Freddie Gibbs – Money, Cash, Hoes

Freddie_Gibbs_6_by_Peter_Beste

Flashback, September 1998: Der heißeste Rapper der Erdkugel ist Dark Man X, ein Dude aus Yonkers, dessen bedrohliches Hundegebell das Adlib-Game im HipHop auf ein neues Level hebt. Zeitgleich gelingt einem schlaksigen Typen aus den Marcy Projects zu Brooklyn mit einem Musical-Sample der große kommerzielle Durchbruch: »Hardknock Life« vom Album »Vol. 2« ebnet Jay Z den Weg in den Mainstream und lässt erahnen, dass dieser Shawn Carter so schnell nicht mehr von der Bildfläche verschwinden wird. Auch auf dem dritten Jigga-Epos vertreten: eine quietschige Swizz Beatz-Produktion namens »Money, Cash, Hoes«, die den eingangs erwähnten K9-Fanatiker featurt. Der Song ist ein Gipfeltreffen zweier Superstars auf ihrem vorläufigen Zenit, gleichzeitig aber auch ein Teaser für das, was möglich gewesen wäre, hätte das aus Jay, X und Ja Rule bestehende Kollektiv Murder Inc. je ein Album veröffentlicht.

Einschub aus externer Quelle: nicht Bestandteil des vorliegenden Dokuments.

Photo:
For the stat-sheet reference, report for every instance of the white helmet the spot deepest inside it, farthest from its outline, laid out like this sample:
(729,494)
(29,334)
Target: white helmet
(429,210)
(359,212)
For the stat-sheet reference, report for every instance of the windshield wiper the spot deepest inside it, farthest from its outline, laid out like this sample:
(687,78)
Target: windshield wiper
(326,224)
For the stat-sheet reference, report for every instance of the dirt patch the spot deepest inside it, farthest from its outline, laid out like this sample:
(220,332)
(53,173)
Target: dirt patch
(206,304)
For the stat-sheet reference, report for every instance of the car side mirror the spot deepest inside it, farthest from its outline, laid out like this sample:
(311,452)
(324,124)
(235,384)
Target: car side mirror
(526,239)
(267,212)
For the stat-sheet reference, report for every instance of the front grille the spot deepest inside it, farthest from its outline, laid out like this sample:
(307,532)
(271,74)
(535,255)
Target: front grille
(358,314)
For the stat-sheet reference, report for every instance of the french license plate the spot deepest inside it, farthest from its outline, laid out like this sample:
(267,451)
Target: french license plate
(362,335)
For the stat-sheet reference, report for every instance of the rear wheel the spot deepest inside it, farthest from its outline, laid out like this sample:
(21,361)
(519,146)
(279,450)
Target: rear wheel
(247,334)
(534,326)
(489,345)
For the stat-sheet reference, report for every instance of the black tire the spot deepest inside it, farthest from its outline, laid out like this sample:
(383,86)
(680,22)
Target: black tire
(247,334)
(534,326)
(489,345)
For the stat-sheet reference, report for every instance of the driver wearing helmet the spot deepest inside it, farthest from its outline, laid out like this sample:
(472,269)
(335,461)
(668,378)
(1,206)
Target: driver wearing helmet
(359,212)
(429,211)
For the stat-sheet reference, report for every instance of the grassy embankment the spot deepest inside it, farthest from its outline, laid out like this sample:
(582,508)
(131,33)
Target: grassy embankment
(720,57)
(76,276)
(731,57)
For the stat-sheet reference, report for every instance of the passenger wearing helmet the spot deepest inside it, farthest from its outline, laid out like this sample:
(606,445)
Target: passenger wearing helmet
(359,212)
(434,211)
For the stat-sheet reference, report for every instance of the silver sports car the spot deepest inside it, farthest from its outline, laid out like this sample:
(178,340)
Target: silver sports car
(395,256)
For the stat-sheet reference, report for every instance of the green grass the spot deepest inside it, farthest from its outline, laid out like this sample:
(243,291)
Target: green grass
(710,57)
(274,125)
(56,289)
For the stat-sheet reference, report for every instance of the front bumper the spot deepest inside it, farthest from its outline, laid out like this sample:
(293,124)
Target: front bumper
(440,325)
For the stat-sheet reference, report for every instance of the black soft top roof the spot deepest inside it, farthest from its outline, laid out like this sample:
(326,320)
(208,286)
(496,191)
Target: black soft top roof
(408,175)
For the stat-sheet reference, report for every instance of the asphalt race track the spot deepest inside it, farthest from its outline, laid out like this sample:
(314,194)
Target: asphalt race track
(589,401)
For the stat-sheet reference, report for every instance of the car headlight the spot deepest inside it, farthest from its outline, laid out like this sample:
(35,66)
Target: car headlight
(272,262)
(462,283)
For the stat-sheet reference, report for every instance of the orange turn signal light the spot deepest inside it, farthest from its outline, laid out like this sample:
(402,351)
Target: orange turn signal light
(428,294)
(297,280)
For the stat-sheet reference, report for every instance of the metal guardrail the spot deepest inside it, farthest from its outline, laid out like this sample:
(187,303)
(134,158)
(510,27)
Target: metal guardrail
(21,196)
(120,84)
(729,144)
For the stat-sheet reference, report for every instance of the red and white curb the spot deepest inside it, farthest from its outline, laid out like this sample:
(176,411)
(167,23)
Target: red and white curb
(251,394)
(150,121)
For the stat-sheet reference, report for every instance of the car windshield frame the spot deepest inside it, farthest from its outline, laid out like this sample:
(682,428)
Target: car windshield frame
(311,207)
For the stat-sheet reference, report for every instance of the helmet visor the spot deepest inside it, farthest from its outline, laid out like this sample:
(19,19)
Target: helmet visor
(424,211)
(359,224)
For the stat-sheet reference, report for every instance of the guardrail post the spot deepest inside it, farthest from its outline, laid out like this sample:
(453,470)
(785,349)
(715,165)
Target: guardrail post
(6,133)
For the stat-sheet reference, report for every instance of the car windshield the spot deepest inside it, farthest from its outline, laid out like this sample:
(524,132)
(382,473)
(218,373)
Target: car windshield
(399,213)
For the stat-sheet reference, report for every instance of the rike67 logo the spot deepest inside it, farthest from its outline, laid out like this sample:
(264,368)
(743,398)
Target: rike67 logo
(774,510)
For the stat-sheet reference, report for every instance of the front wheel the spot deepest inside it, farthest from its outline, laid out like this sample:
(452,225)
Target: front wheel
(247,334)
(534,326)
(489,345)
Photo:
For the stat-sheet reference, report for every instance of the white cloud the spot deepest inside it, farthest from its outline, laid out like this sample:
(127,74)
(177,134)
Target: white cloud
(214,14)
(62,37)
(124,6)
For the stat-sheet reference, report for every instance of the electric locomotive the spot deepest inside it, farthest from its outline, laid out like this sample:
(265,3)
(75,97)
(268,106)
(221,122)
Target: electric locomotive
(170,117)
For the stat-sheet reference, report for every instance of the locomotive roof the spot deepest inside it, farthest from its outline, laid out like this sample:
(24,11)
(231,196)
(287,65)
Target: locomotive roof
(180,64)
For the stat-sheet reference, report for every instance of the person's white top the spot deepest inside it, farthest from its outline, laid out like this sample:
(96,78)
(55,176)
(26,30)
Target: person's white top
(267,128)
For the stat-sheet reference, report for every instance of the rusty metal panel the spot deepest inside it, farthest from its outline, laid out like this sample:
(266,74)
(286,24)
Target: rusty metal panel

Fast Forward, knapp 18 Jahre später: Wenn heute einer Songtitel und Refrain von »Money, Cash, Hoes« ausborgen und adaptieren darf, dann Gangsta Gibbs. Auf einer schaurig-düsteren Produktion von The Beat Bully steht Freddie GI dabbend in der Crackküche wie Cam Newton in der End Zone und beweist mal wieder, wieso er sich seit Jahren in den oberen Rängen der most consistent-Kategorie tummelt.